Zig is neither memory safe nor released (0.13 Alpha). So I'm not sure why you'd recommend Zig at all here.
I would not recommend zig for a production environment (or even a serious hobby project you plan to stick with for the long haul) even slightly given how drastically it changes between versions. i have faith it'll be great once it hits 1.0 but that is a long ways away.
@@mmstickSoydev: “I need the tool to do the thinking for me”
@@meaty-bunny You seem to be experiencing the Dunning-Kruger effect. Only those at the peak of Mt. Stupid would have such overconfidence in their skill that they'd purposely neglect to use the better tool. It's never wise to be irresponsible.
@@mmstick You’re the spitting image of a soydev. X)
using an LLM to find vulnerabilities is an interesting approach, im sure algorithms are super great at analysing all code that has caused CVE´s and then it could look for patterns in non CVE code to see if it finds CVE patterns and a LLM is a convenient way of interfacing with an algorithm but im not entirely sure if thats the algorithm that should be doing the work.

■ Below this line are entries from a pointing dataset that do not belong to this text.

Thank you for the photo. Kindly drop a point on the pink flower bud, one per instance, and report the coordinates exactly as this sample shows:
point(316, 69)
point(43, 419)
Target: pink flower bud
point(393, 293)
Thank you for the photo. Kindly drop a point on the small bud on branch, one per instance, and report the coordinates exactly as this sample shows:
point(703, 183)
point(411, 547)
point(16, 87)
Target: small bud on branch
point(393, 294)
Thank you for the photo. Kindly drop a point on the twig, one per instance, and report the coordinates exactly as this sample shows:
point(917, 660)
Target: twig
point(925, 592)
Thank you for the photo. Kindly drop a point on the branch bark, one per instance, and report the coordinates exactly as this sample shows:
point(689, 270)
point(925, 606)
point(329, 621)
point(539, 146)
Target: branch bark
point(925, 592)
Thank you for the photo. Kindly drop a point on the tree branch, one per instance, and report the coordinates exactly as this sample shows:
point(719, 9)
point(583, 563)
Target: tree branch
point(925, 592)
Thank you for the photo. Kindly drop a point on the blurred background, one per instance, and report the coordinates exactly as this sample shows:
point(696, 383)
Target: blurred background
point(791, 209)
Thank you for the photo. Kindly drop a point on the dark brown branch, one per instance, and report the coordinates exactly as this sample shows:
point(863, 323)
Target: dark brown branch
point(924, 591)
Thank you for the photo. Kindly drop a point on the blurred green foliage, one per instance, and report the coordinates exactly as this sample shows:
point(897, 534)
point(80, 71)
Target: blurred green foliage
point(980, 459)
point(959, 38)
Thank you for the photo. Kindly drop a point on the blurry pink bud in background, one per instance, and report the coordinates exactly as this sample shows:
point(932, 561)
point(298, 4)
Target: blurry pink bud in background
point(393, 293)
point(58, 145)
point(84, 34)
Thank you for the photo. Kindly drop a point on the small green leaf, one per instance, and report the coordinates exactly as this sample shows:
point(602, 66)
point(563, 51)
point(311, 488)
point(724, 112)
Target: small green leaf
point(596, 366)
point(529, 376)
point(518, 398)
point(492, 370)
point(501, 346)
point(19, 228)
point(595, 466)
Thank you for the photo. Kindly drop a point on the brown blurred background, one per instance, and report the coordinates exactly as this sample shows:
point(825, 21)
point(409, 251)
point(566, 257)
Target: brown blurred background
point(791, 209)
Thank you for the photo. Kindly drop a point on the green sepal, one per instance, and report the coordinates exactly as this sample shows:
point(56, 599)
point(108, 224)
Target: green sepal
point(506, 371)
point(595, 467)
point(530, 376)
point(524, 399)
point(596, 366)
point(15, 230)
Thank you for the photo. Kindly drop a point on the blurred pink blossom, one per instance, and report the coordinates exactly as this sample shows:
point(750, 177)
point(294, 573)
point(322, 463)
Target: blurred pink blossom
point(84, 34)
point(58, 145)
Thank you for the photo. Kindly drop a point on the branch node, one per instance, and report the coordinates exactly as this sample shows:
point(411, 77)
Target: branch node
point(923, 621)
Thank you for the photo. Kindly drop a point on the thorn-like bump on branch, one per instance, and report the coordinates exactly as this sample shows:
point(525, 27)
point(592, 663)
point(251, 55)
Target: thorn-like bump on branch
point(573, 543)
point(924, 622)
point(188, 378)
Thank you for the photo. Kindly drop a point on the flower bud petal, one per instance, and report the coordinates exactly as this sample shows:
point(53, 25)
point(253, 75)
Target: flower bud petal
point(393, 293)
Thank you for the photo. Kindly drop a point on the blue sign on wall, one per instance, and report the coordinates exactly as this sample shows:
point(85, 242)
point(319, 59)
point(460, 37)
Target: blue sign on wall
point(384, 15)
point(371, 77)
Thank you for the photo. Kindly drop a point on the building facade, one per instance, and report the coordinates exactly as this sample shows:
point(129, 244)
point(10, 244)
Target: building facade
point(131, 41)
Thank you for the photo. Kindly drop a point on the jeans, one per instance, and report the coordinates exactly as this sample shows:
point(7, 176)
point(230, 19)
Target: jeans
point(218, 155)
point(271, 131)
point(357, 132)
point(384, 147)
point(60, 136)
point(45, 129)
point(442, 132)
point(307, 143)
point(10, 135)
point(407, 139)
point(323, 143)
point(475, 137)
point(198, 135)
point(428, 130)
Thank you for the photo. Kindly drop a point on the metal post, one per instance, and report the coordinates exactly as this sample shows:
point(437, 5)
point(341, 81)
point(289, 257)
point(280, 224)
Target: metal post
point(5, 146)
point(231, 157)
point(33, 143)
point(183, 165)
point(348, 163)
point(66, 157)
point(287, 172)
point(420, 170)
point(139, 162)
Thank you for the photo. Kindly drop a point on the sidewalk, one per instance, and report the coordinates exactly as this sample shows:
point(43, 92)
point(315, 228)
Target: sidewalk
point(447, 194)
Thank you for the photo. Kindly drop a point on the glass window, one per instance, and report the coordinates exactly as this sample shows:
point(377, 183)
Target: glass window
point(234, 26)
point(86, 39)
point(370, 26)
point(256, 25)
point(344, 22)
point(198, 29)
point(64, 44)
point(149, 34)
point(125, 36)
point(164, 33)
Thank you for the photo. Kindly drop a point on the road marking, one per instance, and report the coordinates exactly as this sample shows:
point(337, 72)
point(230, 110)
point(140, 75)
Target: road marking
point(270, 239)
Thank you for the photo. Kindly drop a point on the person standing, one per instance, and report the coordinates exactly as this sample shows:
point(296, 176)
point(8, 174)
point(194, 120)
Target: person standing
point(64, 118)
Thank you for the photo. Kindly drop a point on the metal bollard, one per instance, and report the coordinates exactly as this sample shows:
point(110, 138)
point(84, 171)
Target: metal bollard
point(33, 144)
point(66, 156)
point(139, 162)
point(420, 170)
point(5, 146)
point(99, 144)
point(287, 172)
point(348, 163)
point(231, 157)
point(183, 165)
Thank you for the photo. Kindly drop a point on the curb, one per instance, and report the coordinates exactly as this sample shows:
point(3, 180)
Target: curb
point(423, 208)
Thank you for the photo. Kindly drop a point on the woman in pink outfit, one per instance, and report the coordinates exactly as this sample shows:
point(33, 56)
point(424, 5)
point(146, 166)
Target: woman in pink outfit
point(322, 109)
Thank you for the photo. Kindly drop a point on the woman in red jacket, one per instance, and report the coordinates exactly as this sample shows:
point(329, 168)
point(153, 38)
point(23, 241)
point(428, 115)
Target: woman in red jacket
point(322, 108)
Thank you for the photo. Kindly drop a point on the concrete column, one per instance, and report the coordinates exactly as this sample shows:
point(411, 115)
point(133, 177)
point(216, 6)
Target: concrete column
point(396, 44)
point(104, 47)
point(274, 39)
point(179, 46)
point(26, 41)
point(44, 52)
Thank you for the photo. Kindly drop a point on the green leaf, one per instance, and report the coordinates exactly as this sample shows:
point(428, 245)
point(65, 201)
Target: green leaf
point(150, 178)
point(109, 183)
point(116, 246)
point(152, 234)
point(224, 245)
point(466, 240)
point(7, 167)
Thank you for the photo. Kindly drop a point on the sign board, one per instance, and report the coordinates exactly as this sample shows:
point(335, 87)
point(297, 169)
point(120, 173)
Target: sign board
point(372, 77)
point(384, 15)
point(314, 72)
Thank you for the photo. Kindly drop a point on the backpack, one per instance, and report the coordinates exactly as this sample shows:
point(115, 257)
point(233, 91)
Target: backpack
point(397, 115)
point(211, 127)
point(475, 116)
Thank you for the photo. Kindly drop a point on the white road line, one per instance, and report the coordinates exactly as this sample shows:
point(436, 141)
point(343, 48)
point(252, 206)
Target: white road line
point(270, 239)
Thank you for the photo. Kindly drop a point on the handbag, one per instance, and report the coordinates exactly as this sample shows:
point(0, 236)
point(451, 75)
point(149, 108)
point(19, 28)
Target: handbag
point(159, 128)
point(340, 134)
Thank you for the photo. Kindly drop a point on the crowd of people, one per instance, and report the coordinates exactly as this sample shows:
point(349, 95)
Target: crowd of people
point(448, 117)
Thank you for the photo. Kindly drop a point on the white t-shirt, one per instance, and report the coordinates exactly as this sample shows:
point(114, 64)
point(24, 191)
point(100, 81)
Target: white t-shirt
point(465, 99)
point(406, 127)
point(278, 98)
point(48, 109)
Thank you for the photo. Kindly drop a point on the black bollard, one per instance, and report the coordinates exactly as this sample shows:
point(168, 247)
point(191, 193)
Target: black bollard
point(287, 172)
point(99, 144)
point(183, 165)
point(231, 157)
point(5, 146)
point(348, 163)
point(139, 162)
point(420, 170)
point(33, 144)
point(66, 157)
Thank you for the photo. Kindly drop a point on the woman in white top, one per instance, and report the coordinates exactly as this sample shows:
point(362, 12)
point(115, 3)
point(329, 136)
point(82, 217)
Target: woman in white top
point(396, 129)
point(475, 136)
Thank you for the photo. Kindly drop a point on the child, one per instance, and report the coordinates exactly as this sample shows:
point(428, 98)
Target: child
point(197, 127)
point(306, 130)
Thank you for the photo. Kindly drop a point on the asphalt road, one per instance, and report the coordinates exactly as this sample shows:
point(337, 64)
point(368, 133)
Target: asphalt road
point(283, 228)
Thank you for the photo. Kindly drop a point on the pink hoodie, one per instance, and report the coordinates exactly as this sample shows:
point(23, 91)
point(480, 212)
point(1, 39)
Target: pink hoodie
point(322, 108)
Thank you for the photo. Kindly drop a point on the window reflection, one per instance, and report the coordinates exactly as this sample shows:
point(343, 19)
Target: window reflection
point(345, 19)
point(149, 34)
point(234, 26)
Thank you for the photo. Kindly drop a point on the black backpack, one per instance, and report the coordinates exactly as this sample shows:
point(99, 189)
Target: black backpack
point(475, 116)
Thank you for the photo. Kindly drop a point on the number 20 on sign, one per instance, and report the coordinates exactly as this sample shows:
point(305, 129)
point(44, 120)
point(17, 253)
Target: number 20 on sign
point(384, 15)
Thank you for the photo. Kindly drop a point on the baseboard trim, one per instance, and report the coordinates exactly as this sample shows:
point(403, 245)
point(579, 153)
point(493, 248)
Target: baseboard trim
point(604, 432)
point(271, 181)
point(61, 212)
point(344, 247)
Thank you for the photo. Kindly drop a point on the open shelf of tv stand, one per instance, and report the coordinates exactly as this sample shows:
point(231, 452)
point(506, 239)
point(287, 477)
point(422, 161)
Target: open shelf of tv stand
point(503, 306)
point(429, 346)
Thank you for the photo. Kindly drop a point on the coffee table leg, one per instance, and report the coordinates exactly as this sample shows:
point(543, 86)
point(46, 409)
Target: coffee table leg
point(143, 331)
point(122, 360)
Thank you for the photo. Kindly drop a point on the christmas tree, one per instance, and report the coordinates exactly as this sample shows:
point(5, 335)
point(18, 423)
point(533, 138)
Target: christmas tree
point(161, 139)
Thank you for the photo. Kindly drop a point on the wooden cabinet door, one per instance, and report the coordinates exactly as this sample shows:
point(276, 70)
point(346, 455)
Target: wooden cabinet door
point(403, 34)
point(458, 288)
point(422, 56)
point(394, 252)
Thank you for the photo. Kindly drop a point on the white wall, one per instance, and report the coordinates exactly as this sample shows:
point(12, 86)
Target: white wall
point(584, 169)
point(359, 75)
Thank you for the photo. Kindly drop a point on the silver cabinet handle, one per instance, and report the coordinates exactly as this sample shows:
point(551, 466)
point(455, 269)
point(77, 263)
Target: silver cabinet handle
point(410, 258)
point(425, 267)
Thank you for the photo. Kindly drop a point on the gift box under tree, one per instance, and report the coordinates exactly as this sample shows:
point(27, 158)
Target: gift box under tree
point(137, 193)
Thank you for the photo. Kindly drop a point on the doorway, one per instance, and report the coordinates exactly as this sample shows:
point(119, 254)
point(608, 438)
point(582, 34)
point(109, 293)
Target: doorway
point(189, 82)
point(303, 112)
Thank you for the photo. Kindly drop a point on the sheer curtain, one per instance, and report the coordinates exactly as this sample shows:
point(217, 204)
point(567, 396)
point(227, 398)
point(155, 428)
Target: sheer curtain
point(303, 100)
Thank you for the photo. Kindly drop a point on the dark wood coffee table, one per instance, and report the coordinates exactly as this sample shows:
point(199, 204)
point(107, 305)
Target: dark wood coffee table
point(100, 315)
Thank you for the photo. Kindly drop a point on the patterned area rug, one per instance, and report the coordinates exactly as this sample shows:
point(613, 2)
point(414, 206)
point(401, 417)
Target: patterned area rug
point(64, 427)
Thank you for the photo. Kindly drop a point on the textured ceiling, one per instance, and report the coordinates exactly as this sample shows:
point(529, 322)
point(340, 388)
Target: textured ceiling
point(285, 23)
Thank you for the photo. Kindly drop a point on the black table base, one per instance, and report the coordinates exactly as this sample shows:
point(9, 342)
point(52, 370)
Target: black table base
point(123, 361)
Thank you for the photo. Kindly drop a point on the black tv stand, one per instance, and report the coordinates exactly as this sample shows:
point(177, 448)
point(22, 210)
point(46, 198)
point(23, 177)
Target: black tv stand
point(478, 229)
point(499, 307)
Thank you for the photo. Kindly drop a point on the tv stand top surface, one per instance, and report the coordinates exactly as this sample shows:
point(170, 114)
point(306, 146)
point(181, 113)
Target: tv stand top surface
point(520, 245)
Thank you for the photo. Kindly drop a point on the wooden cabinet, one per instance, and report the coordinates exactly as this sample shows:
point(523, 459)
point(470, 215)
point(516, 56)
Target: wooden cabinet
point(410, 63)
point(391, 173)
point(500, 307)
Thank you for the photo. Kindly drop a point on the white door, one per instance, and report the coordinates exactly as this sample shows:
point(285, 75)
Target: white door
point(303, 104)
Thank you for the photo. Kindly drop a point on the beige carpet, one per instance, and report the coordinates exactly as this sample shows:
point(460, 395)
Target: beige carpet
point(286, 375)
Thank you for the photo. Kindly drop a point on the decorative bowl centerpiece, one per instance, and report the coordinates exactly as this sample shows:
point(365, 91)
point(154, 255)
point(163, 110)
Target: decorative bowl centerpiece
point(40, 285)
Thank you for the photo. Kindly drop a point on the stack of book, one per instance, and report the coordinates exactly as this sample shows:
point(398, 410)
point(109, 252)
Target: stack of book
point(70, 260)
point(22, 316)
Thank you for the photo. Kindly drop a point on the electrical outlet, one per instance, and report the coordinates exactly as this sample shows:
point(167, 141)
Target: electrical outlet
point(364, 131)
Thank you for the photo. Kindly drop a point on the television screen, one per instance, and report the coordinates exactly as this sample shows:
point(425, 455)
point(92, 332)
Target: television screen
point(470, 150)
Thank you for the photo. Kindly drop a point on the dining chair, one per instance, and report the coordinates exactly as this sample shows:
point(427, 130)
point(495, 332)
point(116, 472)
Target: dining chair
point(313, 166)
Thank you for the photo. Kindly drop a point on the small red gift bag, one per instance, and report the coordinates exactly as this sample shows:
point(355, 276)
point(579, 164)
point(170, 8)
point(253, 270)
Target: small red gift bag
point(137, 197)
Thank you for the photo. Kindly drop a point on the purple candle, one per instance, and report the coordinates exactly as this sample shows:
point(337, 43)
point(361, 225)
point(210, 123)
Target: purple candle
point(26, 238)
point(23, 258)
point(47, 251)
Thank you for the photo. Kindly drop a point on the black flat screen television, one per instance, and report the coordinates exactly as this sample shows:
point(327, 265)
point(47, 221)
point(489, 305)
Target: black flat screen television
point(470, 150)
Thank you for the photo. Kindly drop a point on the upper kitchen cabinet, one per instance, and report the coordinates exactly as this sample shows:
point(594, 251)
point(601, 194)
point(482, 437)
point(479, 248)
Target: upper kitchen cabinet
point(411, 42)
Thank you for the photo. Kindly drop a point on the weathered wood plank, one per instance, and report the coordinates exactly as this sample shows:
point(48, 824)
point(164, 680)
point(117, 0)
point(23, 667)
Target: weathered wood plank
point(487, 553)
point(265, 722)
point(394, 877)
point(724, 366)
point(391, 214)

Unless of course its a custom LLM specifically trained for it but for example ChatGPT would be a nightmare with it constantly making something up and most other LLM´s would have the same problem.
Panic on Oops!
I am scared once they documented the cve, it is much easier for certain groups to hunt unpatched or patched cves to attack linux users.
noo noo noo
Im sorry, the takes here are just nonsensical to me.
"Oh no, nearly any Kernel bug is a vulnerability because of DOS potential."
- Well yes. Yes it is. You have just discovered you're building a product of criticality and not just some random app.
"Data corruption is not a vulnerability"
- Data corruption IS a vulnerability because the availability criteria of the data are violated. These criteria do not only apply to the running system but also at rest and it's nonsensical to think of them in this narrow manner to anyone actually using the kernel.
The latest Pop!_OS 24.04 Alpha still ships Linux 6.9.3 from May (and there's no update in the repos).
Do love the latest Linux Content! (not that before was not stricly linux, but eh =)
Edit: Wooo, Debian mentioned!
The kernel does the publishing? And it can't be disabled with a build flag?! Sounds like bloat to me.
CVEs have no relation to build flags.
Beurocracy at its finest.
All that really changes is now there are 4 people who are doing useless job.